Yes that was my fault and then continued to derail it with the QE stuff
sorry.
zalo wrote:Maybe industries thought it had a bad nerd stigma, and inadvertently starved the public of a product that it would really like!...
I think in the early days it would of just been to expensive to have a proper consumer VR HMD and after that there was just no interest since VR came out and peeked interest but then not releasing any proper consumer product it just died off. You then had attampts over the years but they all fell short and never gave a proper experience. iGlasses tried t ofix it by using somewhat affordable at the time high res 640x480 screens etc but the FOV was still narrow and you wern't properly enclosed and the head tracking wasn't great and consumer wise software never got behind it so they were all aim with your head reather then look with your head aim with the mouse which most ppl I know find it really annoying and i think thats why it didn't really kick off.

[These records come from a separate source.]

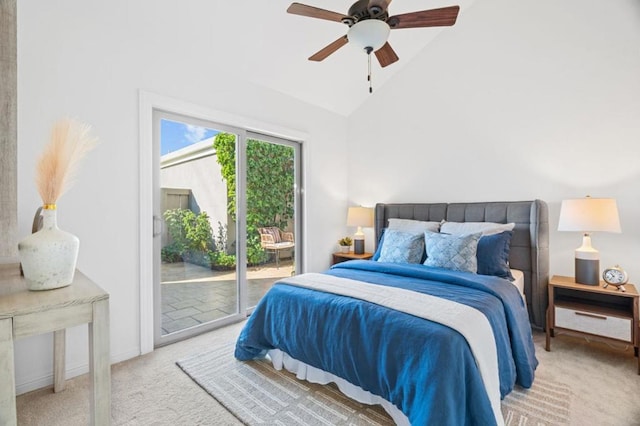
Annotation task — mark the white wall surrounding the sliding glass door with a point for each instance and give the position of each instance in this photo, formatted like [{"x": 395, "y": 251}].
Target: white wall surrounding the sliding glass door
[{"x": 89, "y": 59}]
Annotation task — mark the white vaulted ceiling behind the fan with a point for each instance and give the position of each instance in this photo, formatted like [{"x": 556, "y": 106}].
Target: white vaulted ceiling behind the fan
[{"x": 276, "y": 45}]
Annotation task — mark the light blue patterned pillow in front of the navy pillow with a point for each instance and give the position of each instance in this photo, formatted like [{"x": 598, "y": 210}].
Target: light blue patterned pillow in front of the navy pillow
[{"x": 454, "y": 252}]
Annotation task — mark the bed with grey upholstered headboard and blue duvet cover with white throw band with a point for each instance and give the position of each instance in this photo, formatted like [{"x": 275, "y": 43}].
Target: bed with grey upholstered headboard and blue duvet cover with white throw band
[{"x": 432, "y": 344}]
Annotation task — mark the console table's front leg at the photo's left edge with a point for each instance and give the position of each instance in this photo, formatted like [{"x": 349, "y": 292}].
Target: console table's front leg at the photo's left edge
[{"x": 7, "y": 374}]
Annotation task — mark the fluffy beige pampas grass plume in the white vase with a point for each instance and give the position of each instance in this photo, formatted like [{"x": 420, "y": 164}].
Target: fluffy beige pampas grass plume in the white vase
[{"x": 58, "y": 164}]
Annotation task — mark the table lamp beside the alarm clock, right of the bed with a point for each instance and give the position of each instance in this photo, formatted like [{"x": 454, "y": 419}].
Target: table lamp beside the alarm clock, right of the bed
[{"x": 588, "y": 215}]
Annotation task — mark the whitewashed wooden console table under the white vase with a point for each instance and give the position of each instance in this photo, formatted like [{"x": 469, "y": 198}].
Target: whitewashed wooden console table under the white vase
[{"x": 26, "y": 313}]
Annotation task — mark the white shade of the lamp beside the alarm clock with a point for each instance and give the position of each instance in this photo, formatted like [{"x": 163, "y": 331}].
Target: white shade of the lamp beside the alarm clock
[{"x": 589, "y": 214}]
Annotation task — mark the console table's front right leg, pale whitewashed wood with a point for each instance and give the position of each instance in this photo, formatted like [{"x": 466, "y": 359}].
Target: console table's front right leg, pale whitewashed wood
[{"x": 99, "y": 364}]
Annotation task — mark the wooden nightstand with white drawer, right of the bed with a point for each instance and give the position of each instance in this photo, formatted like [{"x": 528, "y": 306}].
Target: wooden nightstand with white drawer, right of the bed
[{"x": 599, "y": 313}]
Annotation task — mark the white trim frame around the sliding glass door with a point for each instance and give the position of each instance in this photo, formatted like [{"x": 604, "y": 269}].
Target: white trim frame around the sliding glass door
[{"x": 149, "y": 101}]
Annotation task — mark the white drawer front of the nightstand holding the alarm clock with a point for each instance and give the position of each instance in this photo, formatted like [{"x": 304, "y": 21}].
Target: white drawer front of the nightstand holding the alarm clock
[{"x": 594, "y": 323}]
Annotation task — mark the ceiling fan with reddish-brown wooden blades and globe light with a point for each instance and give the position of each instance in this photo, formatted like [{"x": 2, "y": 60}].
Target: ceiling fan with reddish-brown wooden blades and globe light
[{"x": 369, "y": 25}]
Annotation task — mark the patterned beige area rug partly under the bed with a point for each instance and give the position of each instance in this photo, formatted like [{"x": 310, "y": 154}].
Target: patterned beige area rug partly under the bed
[{"x": 257, "y": 394}]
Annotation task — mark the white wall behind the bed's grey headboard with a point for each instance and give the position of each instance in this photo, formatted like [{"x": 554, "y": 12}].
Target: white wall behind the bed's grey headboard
[{"x": 519, "y": 100}]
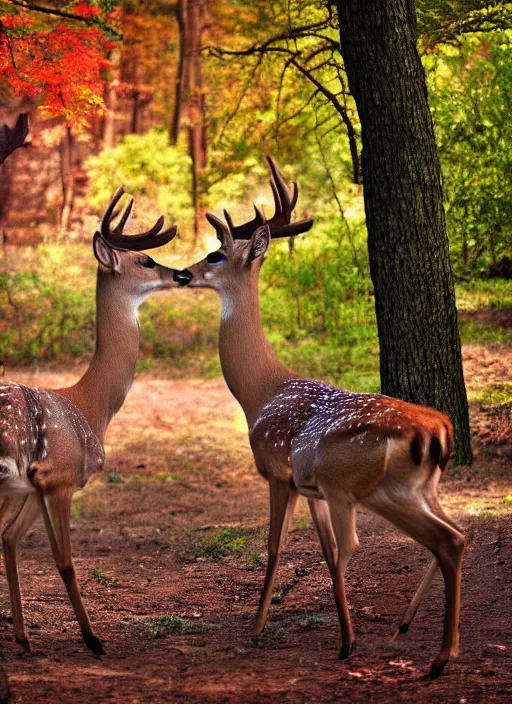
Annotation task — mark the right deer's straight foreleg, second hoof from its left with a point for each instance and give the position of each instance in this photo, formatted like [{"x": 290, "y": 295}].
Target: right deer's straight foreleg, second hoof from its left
[{"x": 343, "y": 517}]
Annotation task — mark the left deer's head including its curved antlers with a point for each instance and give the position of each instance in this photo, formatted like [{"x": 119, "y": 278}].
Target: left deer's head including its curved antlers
[{"x": 120, "y": 257}]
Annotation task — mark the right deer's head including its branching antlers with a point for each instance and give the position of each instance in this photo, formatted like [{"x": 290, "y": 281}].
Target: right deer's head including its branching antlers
[{"x": 243, "y": 246}]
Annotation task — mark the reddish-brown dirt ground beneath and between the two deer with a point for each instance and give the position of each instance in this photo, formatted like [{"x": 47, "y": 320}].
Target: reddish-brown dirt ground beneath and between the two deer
[{"x": 169, "y": 544}]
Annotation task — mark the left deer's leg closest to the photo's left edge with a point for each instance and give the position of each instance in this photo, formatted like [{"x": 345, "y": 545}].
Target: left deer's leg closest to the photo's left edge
[{"x": 11, "y": 536}]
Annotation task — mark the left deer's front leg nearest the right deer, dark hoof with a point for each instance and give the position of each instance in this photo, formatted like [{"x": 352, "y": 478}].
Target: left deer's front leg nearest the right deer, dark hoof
[{"x": 56, "y": 511}]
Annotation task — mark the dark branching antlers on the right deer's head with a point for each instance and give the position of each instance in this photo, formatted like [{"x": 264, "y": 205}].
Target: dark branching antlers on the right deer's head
[{"x": 285, "y": 199}]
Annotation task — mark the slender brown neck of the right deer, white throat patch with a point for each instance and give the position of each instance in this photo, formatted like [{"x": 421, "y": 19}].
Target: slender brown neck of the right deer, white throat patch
[{"x": 252, "y": 370}]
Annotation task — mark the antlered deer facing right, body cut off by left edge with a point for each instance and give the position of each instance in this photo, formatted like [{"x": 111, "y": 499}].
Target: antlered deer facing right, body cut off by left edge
[{"x": 52, "y": 441}]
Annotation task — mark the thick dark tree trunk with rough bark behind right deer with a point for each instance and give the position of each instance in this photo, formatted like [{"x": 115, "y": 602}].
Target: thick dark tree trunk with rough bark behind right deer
[{"x": 408, "y": 245}]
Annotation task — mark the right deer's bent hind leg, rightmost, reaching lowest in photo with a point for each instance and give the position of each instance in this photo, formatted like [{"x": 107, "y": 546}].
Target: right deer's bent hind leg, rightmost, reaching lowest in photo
[{"x": 447, "y": 545}]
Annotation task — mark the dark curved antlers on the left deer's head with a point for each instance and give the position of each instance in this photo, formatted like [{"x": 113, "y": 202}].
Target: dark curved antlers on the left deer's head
[{"x": 145, "y": 240}]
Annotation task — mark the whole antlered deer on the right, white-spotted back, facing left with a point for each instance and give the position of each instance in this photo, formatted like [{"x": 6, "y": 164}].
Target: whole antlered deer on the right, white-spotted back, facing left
[{"x": 337, "y": 448}]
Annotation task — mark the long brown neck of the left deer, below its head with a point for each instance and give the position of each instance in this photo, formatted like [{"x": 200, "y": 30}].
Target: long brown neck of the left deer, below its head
[{"x": 100, "y": 393}]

I remember the first time I used one in an arcade, can't remember the came it was just a rail shooter so you stood in the thing but your guy walked around by himself all you did was look around and point the crosshair at things to shoot. The graphics were just low poly shaded and resolution was terrible (had to be less then 320x240 but hey the machines were only running a 286 so you couldn't do much more) and you could see the subpixels however there was no clear mesh effect over the image, the FOV wasn't great but still better then consumer HMDs since and you were fully enclosed with whever they used so you didn't just see the sharp edge of the screen so even though it wasn't a HUGE FOV you still felt like you were really there looking at something not just looking at a small screen. It was heavy, the tracking was slow but even with that, the low res, seeing subpixels, lower FOV etc it was fantastic. I was sure in the coming decade things would of just gotten WOW and been the same in the home.

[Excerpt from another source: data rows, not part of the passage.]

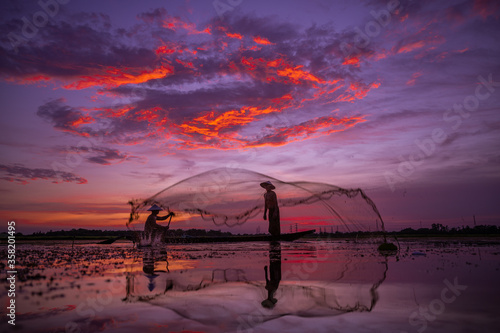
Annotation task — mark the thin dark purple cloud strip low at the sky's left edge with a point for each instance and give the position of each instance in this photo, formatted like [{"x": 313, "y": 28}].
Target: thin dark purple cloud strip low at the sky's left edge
[{"x": 21, "y": 174}]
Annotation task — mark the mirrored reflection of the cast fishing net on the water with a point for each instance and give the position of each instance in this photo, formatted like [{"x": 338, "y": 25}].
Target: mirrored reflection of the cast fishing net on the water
[{"x": 337, "y": 279}]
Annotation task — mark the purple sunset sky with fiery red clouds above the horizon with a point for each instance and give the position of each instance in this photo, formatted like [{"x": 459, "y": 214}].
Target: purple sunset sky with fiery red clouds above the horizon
[{"x": 107, "y": 101}]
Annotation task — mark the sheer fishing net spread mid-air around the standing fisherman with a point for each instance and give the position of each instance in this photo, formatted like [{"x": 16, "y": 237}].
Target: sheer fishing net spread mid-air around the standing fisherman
[{"x": 228, "y": 196}]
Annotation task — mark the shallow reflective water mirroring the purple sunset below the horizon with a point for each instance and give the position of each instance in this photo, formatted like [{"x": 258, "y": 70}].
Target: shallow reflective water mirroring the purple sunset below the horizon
[{"x": 312, "y": 286}]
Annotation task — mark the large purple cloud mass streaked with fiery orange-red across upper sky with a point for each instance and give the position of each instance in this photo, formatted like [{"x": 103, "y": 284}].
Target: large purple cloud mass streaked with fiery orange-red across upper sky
[{"x": 192, "y": 86}]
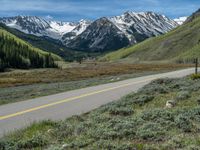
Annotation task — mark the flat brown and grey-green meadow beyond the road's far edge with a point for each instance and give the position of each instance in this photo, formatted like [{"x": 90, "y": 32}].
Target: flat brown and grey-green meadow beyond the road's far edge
[{"x": 27, "y": 84}]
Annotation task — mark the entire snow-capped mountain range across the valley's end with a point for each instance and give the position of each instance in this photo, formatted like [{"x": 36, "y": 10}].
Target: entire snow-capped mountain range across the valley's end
[{"x": 102, "y": 34}]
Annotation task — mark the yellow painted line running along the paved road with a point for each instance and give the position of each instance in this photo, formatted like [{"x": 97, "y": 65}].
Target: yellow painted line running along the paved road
[{"x": 70, "y": 99}]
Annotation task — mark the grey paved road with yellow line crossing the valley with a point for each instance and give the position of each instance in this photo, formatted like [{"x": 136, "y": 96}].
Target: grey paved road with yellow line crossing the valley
[{"x": 60, "y": 106}]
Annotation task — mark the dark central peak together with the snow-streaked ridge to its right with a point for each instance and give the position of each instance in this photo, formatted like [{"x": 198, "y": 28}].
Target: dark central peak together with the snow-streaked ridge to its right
[{"x": 117, "y": 32}]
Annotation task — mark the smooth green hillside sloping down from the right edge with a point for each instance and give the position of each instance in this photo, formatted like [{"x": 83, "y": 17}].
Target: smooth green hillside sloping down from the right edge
[{"x": 181, "y": 44}]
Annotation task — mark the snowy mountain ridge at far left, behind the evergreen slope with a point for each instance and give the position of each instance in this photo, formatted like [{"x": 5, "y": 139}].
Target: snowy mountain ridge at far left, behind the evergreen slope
[{"x": 39, "y": 26}]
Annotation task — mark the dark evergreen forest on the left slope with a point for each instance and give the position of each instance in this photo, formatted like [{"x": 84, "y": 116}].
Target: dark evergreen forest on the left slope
[{"x": 15, "y": 54}]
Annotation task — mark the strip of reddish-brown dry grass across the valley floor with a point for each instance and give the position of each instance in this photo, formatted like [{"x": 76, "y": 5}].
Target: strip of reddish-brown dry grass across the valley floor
[{"x": 78, "y": 72}]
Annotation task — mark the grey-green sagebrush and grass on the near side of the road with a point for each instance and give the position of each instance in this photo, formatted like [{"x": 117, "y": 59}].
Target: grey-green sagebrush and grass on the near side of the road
[{"x": 141, "y": 120}]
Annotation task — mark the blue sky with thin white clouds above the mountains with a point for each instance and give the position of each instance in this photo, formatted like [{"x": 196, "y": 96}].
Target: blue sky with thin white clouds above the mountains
[{"x": 74, "y": 10}]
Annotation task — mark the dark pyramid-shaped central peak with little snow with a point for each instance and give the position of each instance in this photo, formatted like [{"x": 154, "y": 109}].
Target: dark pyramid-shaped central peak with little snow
[{"x": 101, "y": 35}]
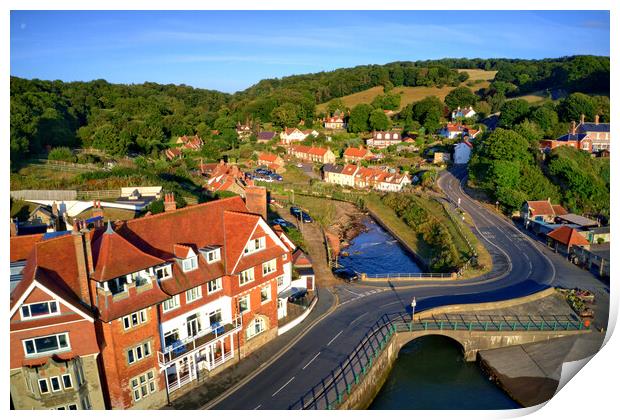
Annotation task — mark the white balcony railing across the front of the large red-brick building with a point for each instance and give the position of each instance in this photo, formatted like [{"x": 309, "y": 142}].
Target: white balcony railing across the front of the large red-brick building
[{"x": 204, "y": 338}]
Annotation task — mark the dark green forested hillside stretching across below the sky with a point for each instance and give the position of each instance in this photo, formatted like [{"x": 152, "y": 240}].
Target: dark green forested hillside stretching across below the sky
[{"x": 143, "y": 118}]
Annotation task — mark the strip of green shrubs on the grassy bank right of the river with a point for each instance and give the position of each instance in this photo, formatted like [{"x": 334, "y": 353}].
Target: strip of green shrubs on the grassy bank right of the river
[{"x": 429, "y": 229}]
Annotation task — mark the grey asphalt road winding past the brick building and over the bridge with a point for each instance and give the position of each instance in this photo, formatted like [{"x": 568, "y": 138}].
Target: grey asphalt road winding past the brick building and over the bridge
[{"x": 521, "y": 267}]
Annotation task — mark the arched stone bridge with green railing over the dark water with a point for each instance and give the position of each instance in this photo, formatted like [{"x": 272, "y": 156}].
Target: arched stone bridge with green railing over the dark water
[{"x": 360, "y": 377}]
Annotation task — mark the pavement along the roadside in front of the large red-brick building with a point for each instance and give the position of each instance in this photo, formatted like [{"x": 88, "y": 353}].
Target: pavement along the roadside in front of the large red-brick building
[{"x": 217, "y": 388}]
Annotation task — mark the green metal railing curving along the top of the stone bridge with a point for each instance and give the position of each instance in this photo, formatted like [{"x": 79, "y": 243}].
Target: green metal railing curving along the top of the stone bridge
[{"x": 335, "y": 388}]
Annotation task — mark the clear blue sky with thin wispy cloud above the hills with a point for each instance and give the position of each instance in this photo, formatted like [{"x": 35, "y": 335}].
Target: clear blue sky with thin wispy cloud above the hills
[{"x": 230, "y": 51}]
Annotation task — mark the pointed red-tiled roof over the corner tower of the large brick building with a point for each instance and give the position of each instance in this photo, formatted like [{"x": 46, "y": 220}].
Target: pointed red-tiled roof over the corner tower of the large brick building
[{"x": 114, "y": 256}]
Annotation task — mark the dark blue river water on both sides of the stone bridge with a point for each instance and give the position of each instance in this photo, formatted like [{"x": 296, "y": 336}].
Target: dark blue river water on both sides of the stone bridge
[{"x": 430, "y": 372}]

But alas as the years went by and HMDs did come out such as VFX-1, iGlasses, VFX-3D, Phullips Scuba, eMagin basically every single one of them were..... crap.... none of them you had that feeling that you were actually there looking at it they were all just screen in an empty black room syndrome, not taking into account how good the tracking was it was still expensive to get it with it, resolution got better but that didn't really do much while keeping the low FOV and basically nothing except the VFX really did a job of immersing you in the vision of what FOV there was.
Perhaps if they made the games so you didn't aim with your head things may of taken off better and they did a good job marketing the eMagin but it still fell flat with having to head aim with every game and i think even with acurate low latency tracking that would of still killed off the whole VR thing. Basically any HMD I used I disabled the head tracking and just used it to try and feel like your really there looking at things (which again usually failed because of the FOV) which is sad since the head tracking is a big element of VR and really adds to your perception of immersion. Because of the whole head aim thing I never actually bought a proper HMD ever since everyone I tried without using tracking was just so disappointing with the immersion factor and that was the only reason I wanted one fo immersion.
I don't know if many other people felt the same way but if they did then its more a matter of the software industry was the reason consumer HMDs never really took off and got anywhere as I think if they had proper head tracking rather then just mouse emulation for head aiming (I know there were a couple of games that did but 2/100000 is nothing
) in the games then I think VR would of probably taken off years ago regardless of low resolution and FOV and hopefull the RIFT will fix that problem (but again only if people actually write the games to be able to do it instead of just mouse emulation)
Anyway I can't believe how much I just ranting on about so I think i'll stop there about that.
I'd like to know whats going to happen with the kickstarter.... all the talk was about around 100 kits and now will be purchasing the parts before the kickstarter because of the funding gotten, so having never used kickstarter before and reading aboutthe pledge limits with OUYA what happens if there's a huge flux and 100's or 1000's of ppl that want a RIFT kit? Have to get in first and all the rest can not pledge for a kit or get told they'll be waiting longer for it etc?